Are Adjustable Rate Mortgages Good?
When you are looking to finance your home you must first
decided whether an adjustable rate mortgage will work for you financial situation. Often times you will hear people advise against using an
adjustable rate mortgage and stick with your standard fixed rate mortgage. However, those so-called experts may not know your particular
financial situation.
If you would like to purchase a home but you don't have the standard 20% deposit that most lending
institution would like you to have then using an adjustable rate mortgage may be just what you need. Often times because you are not locking in
an interest rate the lender will let you slide with less money for your deposit.
If your credit is okay but not great, this may also be a good solution for you. With credit that is not
particularly strong most lenders will over look a few flaws if you opt to go with an adjustable rate mortgage. Lenders always weigh the risk you
pose of defaulting on the loan, and with a less than stellar credit history they may give you the money but not reward you with a low fixed rate
mortgage.
When closing on any loans there are many closing cost that you will have to pay up front and out of your own
pocket. These fees include loan initiation fees and points. If you are going with an adjustable rate
mortgage then these fees will be lower than the fixed rate mortgage. Lenders are banking on the fact that they are going to make more money off
of you later because interest rate will rise.
One particularly good reason to use an adjustable rate mortgage is if you are not planning to stay in your
home for over five years. Say perhaps you are in the military and you move quite frequently. This could be a very good way for you to go. It will
save you money up front because you will need less of a down payment and the closing fees will be substantial less. So when you are ready to move
you will hopefully have less money spent out of your pocket then if you had used a standard mortgage.

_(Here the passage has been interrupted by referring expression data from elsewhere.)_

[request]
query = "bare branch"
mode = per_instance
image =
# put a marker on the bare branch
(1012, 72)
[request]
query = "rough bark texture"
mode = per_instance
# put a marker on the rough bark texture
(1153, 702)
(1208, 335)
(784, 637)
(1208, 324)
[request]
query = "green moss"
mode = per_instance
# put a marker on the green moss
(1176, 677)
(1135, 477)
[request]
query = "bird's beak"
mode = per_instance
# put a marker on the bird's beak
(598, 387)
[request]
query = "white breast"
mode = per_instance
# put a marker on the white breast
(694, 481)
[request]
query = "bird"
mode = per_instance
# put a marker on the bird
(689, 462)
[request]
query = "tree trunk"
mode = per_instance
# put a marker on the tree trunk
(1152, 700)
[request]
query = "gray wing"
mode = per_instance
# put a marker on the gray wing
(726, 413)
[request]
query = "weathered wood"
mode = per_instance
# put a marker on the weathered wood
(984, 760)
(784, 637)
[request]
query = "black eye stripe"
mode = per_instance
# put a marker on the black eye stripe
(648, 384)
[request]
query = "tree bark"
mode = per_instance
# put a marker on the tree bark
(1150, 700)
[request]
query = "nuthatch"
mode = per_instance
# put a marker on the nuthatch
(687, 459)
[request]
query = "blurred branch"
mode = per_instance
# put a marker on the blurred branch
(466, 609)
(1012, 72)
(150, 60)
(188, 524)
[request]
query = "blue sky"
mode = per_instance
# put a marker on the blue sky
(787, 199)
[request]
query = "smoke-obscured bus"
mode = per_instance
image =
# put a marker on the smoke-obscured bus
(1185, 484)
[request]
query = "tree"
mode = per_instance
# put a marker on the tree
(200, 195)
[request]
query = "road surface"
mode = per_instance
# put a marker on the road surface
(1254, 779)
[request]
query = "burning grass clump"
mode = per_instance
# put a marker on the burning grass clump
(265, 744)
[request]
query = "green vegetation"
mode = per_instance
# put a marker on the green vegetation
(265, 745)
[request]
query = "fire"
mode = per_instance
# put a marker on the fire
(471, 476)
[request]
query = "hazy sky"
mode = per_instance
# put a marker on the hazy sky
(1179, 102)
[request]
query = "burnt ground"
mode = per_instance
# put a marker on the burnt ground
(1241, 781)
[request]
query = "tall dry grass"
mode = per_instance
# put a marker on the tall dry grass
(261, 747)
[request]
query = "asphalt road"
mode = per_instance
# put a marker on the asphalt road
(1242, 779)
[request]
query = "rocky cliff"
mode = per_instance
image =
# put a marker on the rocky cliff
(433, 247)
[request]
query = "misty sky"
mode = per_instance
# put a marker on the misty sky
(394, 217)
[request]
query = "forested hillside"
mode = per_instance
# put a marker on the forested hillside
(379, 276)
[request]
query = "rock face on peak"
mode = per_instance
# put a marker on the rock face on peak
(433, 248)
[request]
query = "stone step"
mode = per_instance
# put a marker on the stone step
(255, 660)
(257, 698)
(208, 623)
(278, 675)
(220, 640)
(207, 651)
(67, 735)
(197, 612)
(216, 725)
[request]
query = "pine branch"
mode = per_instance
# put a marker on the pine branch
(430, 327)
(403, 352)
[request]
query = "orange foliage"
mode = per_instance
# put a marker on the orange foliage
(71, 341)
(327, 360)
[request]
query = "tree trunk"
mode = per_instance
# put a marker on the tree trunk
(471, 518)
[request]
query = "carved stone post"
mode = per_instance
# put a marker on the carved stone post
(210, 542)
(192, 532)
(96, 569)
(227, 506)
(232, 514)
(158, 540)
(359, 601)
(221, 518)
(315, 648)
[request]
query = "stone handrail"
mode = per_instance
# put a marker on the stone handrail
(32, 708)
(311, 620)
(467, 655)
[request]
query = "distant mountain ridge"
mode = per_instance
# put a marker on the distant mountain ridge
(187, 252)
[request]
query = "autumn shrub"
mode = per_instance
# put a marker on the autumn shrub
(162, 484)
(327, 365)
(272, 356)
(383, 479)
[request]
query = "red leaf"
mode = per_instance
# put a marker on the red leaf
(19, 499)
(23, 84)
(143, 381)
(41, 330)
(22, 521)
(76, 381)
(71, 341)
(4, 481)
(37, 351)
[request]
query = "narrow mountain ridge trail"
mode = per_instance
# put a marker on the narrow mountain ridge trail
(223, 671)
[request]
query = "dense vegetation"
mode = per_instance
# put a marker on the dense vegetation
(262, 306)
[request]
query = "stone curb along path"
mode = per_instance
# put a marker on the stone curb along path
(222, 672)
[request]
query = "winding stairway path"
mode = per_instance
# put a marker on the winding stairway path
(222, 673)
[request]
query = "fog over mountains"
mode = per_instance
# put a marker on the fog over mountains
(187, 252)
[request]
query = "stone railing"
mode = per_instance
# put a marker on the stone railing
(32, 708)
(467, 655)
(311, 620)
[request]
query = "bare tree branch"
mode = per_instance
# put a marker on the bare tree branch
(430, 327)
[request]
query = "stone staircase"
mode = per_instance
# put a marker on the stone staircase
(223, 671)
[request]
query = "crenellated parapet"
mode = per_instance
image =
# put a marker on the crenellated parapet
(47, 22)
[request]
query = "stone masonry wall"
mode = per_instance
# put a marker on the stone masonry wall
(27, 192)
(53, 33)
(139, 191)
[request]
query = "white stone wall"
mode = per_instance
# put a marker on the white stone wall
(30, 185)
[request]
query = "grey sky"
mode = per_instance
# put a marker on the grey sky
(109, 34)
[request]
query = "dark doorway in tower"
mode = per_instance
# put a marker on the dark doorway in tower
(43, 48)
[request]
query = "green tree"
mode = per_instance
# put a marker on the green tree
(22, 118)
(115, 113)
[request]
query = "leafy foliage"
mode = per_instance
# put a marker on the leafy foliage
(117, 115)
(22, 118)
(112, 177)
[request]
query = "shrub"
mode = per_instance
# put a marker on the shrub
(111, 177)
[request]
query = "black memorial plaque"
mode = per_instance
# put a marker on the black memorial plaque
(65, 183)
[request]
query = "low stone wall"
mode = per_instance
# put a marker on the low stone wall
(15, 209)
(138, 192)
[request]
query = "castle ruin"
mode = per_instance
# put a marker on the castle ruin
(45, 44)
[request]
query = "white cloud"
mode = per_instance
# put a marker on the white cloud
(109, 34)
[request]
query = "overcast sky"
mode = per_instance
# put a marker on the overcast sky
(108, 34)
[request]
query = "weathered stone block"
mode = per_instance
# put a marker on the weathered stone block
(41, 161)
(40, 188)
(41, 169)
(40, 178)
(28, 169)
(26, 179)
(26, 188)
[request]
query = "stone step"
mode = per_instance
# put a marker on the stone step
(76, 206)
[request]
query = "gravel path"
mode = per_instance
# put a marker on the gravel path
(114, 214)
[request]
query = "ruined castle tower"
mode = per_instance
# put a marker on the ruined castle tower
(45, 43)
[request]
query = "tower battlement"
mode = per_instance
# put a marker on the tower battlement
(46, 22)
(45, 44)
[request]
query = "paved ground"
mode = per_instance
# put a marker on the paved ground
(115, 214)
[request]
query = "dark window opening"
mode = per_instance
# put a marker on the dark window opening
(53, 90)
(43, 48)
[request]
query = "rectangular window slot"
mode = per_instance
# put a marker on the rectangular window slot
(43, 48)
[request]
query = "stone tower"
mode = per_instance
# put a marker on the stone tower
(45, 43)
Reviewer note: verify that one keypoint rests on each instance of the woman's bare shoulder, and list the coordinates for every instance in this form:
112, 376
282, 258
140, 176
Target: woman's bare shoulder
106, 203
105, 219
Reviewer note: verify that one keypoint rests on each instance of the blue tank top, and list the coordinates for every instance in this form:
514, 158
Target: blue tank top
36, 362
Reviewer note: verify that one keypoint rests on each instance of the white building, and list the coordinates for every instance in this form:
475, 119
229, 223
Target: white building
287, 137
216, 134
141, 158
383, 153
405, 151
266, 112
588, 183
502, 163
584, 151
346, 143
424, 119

There is really only one downfall to using an adjustable rate mortgage. If interest rates go higher, so does
your monthly payment. Your payment could at any time without warning. Most of the time when interest rates start to raise it starts slowly. They
usually increase by a quarter of a point at a time. This may not sound like a lot but over the term of the loan it can cost much more then you
had anticipated.
Overall adjustable rate mortgages are a great idea if you don't have enough money saved for a great down payment, your credit is a little
questionable, you need to save money on closing cost, or you will be living in the home for a short amount of time. If your credit improves or
you decide to stay in the home longer you should consider get yourself into a fixed rate mortgage. Interest rates may be at historic lows right
now but you never know when that trend will change.